ModernLib.Net / Отечественная проза / Сумишин Николай / Уроки - Чтение (стр. 10)
Автор: Сумишин Николай
Жанр: Отечественная проза

 

 


      Оглянулся. Лина Васильевна стояла настороженно возле дверей, а за столиком в уголке сидел Никита Яковлевич. "Когда он вошел сюда?.."
      Долго стоял Роман и около другой картины. Однообразные солдатские могилы с низенькими обелисками. Много могил. Старенькая женщина на коленях. Ее руки, неестественно длинные и морщинистые, беспомощно свисают до земли. Она, наверно, уже выплакала свои слезы и теперь просто смотрит на Романа. За ней, возле ограды, молодая женщина. Хочет позвать, но, видимо, не осмеливается нарушить тишину над могилами. А еще дальше, совсем далеко, за оградой стоит автомобиль "Жигули". Из кабины выглядывает недовольное лицо. Еще миг, и хозяин автомобиля посигналит. И побледнеет тогда лицо старой женщины, и задрожат ее потрескавшиеся руки...

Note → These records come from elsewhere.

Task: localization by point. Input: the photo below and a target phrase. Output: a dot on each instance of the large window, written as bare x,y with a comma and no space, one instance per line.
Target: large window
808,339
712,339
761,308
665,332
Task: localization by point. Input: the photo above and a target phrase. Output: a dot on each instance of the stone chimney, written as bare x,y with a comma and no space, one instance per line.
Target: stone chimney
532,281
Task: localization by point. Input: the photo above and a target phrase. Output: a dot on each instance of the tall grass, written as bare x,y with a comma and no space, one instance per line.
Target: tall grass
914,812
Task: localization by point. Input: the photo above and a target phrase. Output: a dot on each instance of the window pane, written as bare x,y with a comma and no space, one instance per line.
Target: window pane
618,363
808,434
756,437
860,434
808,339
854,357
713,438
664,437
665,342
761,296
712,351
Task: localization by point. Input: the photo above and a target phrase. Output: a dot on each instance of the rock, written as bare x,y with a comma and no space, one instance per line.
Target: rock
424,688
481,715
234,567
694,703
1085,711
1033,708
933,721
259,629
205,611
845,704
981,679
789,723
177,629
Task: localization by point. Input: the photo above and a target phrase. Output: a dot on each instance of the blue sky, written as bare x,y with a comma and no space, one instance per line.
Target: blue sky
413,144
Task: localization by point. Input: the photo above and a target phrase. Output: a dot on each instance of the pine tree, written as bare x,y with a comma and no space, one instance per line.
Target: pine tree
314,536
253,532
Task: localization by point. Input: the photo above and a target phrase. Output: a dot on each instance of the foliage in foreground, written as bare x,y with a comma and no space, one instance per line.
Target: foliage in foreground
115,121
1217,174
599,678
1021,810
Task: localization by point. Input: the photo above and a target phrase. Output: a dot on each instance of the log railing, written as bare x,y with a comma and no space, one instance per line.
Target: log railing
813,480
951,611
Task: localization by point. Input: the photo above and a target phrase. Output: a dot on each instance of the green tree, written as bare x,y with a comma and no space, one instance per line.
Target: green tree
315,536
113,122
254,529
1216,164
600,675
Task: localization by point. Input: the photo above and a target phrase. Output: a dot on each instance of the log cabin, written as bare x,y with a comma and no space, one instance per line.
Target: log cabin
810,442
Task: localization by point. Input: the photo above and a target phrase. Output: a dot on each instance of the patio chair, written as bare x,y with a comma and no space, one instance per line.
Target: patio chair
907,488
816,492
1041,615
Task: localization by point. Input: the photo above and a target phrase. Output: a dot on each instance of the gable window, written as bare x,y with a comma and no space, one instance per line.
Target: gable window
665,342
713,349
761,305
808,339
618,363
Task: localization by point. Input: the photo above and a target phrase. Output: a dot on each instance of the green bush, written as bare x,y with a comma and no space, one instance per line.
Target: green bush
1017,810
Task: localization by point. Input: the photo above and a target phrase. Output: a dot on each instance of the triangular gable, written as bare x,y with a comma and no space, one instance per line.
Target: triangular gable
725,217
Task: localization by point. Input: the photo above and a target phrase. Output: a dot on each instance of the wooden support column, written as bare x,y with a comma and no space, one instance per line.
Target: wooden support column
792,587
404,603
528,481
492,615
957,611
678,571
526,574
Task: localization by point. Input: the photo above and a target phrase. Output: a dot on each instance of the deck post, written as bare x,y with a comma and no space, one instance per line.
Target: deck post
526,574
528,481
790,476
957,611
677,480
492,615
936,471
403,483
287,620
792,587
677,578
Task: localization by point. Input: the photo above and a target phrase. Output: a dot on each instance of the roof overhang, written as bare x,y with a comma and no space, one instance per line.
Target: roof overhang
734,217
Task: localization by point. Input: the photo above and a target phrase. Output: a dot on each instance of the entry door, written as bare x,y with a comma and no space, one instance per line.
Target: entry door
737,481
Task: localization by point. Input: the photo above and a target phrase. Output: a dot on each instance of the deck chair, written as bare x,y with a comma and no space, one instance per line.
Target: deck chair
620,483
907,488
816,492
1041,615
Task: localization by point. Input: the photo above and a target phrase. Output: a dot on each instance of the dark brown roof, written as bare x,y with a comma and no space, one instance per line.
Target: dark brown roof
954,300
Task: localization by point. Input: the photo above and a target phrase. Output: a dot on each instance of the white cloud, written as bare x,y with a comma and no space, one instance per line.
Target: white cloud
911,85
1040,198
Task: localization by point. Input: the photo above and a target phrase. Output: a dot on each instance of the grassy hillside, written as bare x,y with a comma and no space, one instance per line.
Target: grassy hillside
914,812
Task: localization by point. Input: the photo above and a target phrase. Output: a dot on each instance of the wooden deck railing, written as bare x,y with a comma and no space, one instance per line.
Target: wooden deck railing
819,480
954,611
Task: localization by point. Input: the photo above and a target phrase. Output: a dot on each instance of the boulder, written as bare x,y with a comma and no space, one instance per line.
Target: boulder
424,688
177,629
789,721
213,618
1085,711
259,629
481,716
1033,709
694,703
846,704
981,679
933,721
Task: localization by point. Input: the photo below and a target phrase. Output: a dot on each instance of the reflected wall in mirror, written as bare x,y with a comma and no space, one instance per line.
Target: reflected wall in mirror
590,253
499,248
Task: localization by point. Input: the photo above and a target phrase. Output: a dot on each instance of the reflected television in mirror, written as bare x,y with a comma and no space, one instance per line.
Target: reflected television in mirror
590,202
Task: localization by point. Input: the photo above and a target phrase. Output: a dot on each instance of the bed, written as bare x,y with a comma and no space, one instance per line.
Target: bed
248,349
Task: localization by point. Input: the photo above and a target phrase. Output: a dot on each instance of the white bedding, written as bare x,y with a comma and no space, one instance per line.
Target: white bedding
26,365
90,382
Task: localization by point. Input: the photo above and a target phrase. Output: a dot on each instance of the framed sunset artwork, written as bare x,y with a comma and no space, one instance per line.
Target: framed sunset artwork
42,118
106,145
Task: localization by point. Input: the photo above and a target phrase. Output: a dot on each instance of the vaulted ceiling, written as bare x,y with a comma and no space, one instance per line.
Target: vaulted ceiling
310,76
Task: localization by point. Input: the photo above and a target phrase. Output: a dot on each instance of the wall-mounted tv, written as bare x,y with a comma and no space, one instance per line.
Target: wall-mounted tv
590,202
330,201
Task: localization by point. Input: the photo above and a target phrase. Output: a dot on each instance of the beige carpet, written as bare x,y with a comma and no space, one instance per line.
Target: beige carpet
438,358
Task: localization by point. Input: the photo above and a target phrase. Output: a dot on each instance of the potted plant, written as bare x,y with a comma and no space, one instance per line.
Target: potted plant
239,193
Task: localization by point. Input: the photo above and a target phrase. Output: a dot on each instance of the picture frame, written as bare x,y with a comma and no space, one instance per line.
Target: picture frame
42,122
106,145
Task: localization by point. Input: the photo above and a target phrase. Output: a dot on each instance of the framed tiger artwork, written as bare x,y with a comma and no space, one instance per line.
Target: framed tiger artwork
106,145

      Роман украдкой взглянул на Никиту Яковлевича. Человек, который способен такое создать, - это человек высоких чувств и большого сердца. Роман не мог поверить, что исстрадавшуюся старую женщину и равнодушного хозяина автомобиля (возможно, ее младшего сына) рисовал Никита Яковлевич, учитель, который надоел ученикам своим однообразием и равнодушием.
      - Извините... это вы нарисовали?
      Никита Яковлевич надел очки и стал что-то искать на столе. "Нарочно: чтобы я не заметил его волнения. Он себя в чем-то обвиняет. Он за что-то казнит себя! И он..."

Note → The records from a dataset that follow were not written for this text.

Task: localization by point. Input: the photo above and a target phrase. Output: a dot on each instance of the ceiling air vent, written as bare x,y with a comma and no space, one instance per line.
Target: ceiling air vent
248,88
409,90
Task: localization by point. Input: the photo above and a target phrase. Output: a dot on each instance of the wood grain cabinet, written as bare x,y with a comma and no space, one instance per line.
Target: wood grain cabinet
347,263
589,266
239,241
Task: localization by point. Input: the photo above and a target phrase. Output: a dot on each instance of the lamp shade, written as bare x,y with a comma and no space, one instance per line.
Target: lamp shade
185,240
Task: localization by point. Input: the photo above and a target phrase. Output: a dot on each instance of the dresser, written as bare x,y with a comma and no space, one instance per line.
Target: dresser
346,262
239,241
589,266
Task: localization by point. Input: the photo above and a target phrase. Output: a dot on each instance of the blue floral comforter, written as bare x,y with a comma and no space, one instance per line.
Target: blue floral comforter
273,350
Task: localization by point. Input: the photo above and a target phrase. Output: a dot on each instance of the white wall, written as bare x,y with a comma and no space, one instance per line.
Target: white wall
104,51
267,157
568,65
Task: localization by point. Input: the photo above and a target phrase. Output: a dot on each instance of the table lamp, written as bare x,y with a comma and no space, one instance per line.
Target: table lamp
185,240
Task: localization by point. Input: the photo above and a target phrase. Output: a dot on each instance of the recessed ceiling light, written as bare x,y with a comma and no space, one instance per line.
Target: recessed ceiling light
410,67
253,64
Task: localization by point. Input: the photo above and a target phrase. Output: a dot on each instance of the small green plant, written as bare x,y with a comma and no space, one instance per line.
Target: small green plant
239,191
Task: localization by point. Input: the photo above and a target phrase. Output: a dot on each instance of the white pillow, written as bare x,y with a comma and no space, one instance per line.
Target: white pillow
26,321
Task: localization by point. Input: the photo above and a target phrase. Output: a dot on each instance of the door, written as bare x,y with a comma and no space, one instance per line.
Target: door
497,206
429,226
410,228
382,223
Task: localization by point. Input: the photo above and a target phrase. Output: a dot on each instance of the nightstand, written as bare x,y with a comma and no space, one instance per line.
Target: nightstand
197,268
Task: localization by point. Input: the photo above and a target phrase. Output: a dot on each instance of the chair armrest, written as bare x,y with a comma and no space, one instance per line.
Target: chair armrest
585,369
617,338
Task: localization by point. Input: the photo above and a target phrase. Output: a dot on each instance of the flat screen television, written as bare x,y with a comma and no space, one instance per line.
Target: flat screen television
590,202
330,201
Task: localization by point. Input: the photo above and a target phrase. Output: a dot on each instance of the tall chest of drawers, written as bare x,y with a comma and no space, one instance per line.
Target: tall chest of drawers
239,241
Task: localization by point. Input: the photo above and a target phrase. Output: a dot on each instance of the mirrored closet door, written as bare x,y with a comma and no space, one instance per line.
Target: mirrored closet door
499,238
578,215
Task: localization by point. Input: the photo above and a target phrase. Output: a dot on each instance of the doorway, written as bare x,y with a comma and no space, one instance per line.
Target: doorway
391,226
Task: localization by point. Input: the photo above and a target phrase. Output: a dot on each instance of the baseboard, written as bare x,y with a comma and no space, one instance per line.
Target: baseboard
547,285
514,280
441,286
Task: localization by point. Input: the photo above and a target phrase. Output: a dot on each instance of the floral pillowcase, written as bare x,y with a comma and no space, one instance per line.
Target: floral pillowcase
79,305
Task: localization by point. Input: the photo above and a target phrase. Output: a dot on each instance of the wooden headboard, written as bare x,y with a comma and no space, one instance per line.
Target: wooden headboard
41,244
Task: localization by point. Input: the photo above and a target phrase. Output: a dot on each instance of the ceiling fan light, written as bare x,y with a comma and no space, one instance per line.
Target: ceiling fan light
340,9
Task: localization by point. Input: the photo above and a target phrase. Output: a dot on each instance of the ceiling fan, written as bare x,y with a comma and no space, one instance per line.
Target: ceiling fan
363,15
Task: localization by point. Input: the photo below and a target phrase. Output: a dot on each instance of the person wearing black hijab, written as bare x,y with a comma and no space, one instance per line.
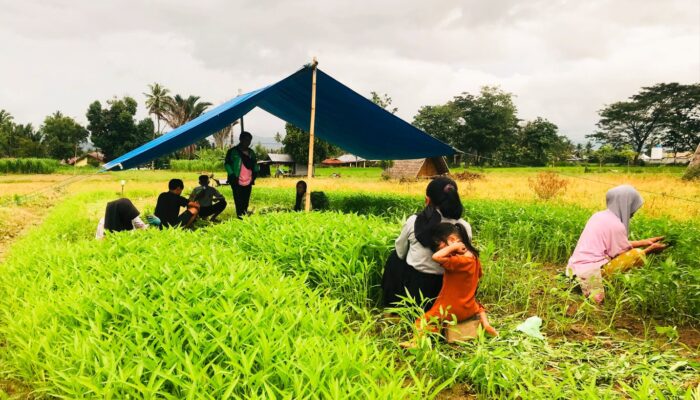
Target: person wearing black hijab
411,267
242,168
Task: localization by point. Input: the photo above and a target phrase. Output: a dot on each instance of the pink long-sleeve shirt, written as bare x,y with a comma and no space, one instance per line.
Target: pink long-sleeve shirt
603,238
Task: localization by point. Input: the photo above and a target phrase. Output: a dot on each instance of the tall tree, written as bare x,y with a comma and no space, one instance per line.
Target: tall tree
225,135
63,135
7,139
486,122
19,140
296,144
383,101
183,110
666,112
114,130
439,121
540,143
158,102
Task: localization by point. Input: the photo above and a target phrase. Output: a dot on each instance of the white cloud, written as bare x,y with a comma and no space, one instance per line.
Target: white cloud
563,60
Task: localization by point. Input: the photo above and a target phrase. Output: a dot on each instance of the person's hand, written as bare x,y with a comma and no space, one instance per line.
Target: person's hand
656,247
459,247
650,241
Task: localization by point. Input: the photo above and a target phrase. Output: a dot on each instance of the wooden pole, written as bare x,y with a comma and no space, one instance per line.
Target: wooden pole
309,172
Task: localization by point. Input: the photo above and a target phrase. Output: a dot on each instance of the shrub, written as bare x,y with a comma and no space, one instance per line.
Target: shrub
548,185
692,173
319,201
196,165
28,165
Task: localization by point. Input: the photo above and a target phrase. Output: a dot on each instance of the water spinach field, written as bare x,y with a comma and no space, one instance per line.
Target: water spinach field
285,305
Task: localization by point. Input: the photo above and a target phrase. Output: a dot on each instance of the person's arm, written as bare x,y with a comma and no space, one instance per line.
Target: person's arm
216,195
100,233
138,223
467,227
228,163
443,255
645,242
401,244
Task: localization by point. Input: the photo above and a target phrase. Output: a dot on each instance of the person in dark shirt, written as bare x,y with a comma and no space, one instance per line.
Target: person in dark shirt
211,202
169,203
122,215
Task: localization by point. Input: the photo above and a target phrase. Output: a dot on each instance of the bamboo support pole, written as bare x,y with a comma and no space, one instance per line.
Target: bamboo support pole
309,172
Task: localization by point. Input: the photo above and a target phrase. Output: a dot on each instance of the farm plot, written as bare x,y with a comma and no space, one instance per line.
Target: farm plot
283,305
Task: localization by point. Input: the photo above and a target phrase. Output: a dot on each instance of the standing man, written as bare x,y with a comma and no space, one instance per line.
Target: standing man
242,168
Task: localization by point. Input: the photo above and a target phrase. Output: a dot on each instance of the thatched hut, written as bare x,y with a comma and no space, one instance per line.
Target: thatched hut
419,168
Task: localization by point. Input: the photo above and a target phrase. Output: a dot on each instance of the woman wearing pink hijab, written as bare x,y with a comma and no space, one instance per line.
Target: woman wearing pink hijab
604,247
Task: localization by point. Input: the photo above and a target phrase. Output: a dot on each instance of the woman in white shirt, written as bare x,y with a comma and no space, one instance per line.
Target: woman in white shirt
411,268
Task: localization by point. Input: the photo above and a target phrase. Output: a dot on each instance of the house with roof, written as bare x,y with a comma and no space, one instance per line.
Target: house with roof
94,158
418,168
283,162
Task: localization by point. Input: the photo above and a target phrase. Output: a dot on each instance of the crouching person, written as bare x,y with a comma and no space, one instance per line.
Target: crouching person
169,204
122,215
211,202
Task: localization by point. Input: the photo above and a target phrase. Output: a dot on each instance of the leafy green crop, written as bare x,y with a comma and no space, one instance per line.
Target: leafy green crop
281,305
28,165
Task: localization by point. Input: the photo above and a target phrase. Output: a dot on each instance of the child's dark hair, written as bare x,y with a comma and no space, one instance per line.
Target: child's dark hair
176,184
445,229
245,134
443,195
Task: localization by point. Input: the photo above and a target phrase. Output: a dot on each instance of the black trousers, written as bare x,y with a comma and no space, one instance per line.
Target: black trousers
399,278
241,198
215,209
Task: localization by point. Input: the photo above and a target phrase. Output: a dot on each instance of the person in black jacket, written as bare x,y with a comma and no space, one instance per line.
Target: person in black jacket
169,203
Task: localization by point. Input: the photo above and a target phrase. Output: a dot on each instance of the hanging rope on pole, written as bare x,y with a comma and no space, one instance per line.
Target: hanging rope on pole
309,172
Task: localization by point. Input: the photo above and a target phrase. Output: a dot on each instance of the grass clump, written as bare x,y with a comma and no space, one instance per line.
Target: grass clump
180,314
28,165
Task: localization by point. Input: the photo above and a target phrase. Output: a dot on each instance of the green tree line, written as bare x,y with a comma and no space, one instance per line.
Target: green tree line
484,125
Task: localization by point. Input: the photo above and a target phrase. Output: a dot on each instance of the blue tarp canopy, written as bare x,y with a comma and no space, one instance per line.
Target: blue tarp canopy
343,117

      Измученные глаза старой женщины смотрели прямо в душу Роману, от них нельзя было спрятаться, и... перед ними нельзя было вести себя легкомысленно. Они пронизывали насквозь, освещали самые сокровенные уголки души...

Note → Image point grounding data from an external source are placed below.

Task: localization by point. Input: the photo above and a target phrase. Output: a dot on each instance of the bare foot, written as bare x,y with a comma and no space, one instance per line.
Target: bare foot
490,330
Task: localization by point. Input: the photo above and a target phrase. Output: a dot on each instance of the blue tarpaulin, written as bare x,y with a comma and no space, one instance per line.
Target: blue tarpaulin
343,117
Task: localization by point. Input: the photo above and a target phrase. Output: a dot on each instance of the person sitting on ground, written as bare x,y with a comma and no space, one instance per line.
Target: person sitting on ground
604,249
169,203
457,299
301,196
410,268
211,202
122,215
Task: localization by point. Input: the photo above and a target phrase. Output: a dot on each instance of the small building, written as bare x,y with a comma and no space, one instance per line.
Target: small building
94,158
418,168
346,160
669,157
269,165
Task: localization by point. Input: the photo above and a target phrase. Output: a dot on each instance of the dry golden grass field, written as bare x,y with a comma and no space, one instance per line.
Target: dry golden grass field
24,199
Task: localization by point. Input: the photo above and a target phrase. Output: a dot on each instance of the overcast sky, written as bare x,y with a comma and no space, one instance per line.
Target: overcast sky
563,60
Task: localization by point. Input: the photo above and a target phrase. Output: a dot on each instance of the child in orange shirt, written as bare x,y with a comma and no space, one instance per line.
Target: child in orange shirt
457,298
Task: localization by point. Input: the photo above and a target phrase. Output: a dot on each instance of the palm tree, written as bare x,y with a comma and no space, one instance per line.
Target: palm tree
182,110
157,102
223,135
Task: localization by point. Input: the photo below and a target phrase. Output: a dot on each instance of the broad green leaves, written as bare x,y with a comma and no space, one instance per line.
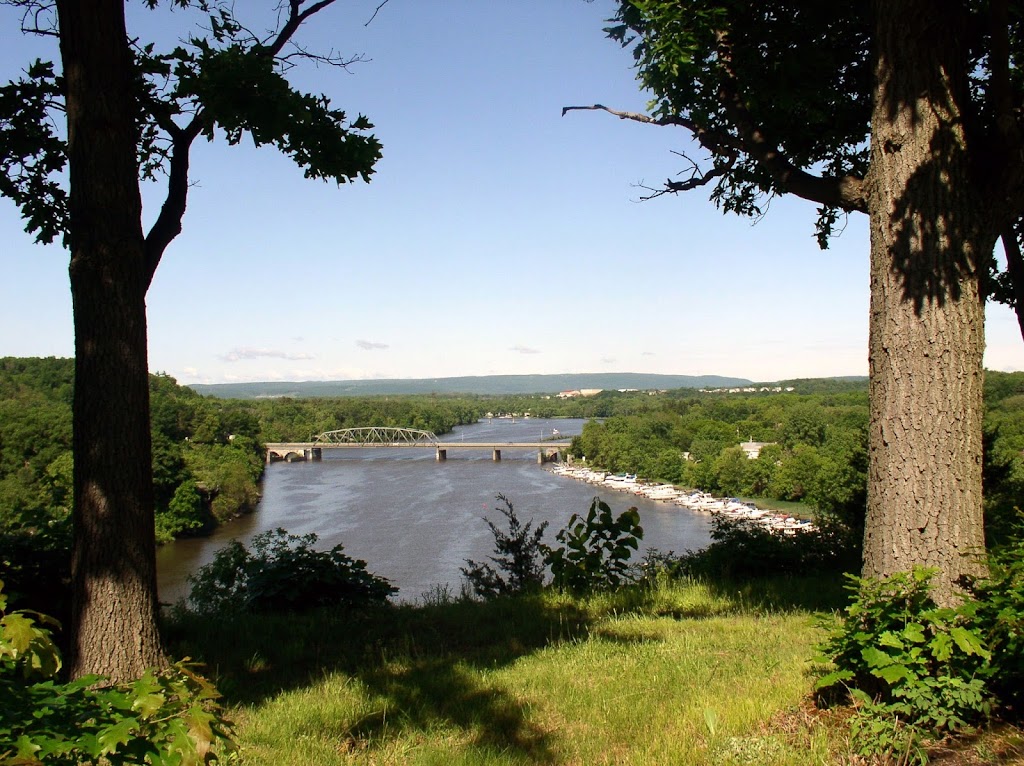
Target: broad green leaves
169,717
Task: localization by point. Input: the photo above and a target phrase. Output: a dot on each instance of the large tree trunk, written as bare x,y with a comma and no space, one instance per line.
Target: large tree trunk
929,237
114,619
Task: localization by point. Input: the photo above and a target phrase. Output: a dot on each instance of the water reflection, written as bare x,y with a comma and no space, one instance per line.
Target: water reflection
415,520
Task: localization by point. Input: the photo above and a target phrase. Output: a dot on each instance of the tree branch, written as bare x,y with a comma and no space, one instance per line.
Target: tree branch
1015,267
846,193
718,143
168,223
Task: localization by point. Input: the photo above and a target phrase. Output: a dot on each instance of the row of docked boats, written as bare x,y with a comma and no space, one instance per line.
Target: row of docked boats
693,500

      - Вы нам никогда не рассказывали о живописи, - сказал тихо Роман.
      Никита Яковлевич снова не отозвался. "Ясно, не желает разговаривать в этой комнате. Здесь кривить душой нельзя, а говорить откровенно ему не хочется... - Роман поверил в чудодейственную силу картины. - А написал эти картины, конечно же, Никита Яковлевич. Но где его кисти? Где краски? Где незаконченные полотна? Эскизы? Как в мастерских художников, которые иногда показывают в кино. Где это все? Где?.."
      В комнате была образцовая чистота.
      - Два года он уже не рисует, - прозвучал с упреком голос Лины Васильевны. - Его, видите ли, обидели...
      "Неужели все это было здесь, в этом доме, - подумал Роман, - и большая творческая работа, и высокие мысли, неудачи, разочарования?" Роман словно заглянул через щель в неведомый, чужой мир и почувствовал, насколько он сложен, противоречив. И еще он подумал о том, что тогда, в школе, был просто грубияном. Теперь Роман понял главное: его учитель - сложнейшая натура, талант. Педагогическая работа Борового - вероятнее всего, его жизненная неудача. Никита Яковлевич не педагог. У него другое призвание.
      "Даже этих пяти картин достаточно, чтобы они украсили его жизнь. А что создал я? Что я сделал путного в своей жизни?.. Нуль. Пока еще - ничего..."
      Роман ухватился за слова "пока еще" - спасительные сейчас для него слова.
      - Я вас провожу, - негромко сказала Лина Васильевна и взяла Романа за руку. Как мать сына.
      "А у них детей нет... Это тоже, наверное, немалое горе..."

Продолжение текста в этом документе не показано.